Current to cancel Earth's magnetic field

Question

I'm making a lab report where I've used a Helmholtz coil and a magnet to find Earth's magnetic field intensity in the area by relating the frequency of oscillation of the magnet when a certain current is going through the coil, using the equation:

$$ f^2 = \frac{μ_o}{4π^2m_i} \left(\frac{8\mu_0N}{5^{3/2}R}I \pm B\right). $$

Everything went ok and I found the experimental value of the magnetic field to be $17\ \mu\mathrm{T}$; the teacher said around $2\times10^{-5}\ \mathrm{T}$ would be fine.

One of the questions was, "What is the current needed to cancel Earth's magnetic field?"

I did some research and found that if the field is cancelled then the period of oscillation goes to infinity and so concluded that the frequency of oscillation ($1/T$) must go to zero.

By setting $f^2 = 0$ in the previous equation I found that

$$ I = \frac{5^{5/3}BR}{8\mu_0N}$$

Are these assumptions correct? I know you're not supposed to do my homework; if someone could only answer if $f = 0$ when the field is cancelled is good enough.

Notation:

$B$ is Earth's field;
$I$ is the current;
$R$ is the coil's radius;
$N$ is the number of loops/turns;
$\mu_0$ is $4\pi\times10^{-7}$;
$m_i$ (not needed in the second equation) is the moment of inertia of the magnet.

Answer 1

This is super belated, but I'll try to give an answer to this question, should it be helpful for future homework doers. As is, the question is a bit under-specified because it may not be evident what frequency is being mentioned (resonance, precession, etc., though essentially the same number), which is probably why answers have not been forthcoming.

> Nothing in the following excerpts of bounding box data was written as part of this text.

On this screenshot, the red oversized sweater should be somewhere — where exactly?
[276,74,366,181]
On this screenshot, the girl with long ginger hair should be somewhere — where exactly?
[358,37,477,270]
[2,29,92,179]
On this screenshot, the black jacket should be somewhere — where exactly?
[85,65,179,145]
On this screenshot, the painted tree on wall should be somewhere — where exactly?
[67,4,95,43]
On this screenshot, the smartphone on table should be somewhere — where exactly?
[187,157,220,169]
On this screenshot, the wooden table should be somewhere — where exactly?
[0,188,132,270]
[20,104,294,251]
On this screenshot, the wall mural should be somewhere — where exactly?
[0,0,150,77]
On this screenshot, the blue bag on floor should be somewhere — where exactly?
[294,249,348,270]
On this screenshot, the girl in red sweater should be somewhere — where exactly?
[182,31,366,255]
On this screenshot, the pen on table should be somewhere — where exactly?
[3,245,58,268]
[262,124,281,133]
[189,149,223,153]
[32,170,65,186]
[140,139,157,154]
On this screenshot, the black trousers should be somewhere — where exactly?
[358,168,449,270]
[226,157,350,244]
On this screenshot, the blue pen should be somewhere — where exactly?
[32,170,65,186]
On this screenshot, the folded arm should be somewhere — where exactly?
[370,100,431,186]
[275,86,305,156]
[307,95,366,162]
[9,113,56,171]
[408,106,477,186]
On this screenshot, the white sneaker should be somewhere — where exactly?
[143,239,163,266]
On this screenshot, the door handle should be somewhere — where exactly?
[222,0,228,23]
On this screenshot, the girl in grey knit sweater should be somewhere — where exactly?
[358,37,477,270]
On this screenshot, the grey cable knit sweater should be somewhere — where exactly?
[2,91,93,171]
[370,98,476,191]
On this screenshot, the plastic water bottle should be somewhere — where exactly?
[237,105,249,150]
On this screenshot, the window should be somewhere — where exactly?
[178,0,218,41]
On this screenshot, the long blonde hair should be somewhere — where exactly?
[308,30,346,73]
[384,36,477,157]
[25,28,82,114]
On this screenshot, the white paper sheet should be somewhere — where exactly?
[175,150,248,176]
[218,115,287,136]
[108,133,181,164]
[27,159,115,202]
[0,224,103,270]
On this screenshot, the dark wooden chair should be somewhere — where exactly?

The short answer is YES, your approach is correct, but I'll make a reasonable assumption of precessional motion being detected, and explain why, based on the assumptions. In this experiment, one uses the Helmholz coil to do the cancellation of Earth's field (plus any other sources), but the magnet is used to provide detection. Basically, a magnet at some small angle with a total net magnetic field $B_T$ will undergo what is known as 'precession' (wobble) about the total magnetic field at a frequency $\omega_p$ proportional to

$\omega_p = 2\pi f \propto \gamma * B_T$

$\gamma$ is called the gyromagnetic ratio and is proportional to charge over mass. $B_T$ is the net field including the Earth's magnetic field, any stray field sources from magnets, and the field produced by the coil current. Your equation above is a form of $(1/2\pi)\gamma * B_T$, and/or the corresponding classical energy, proportional to $\omega^2$. So, when you cancel the earths magnetic field (plus any other stray magnetic field source), it will be observed when the precessional frequency vanishes or becomes zero, or the magnet's energy vanishes (ceases motion). Under these assumptions, your approach is correct :) Hopefully this explains a bit more as to why. So, well done, even though you are probably a Professor by now!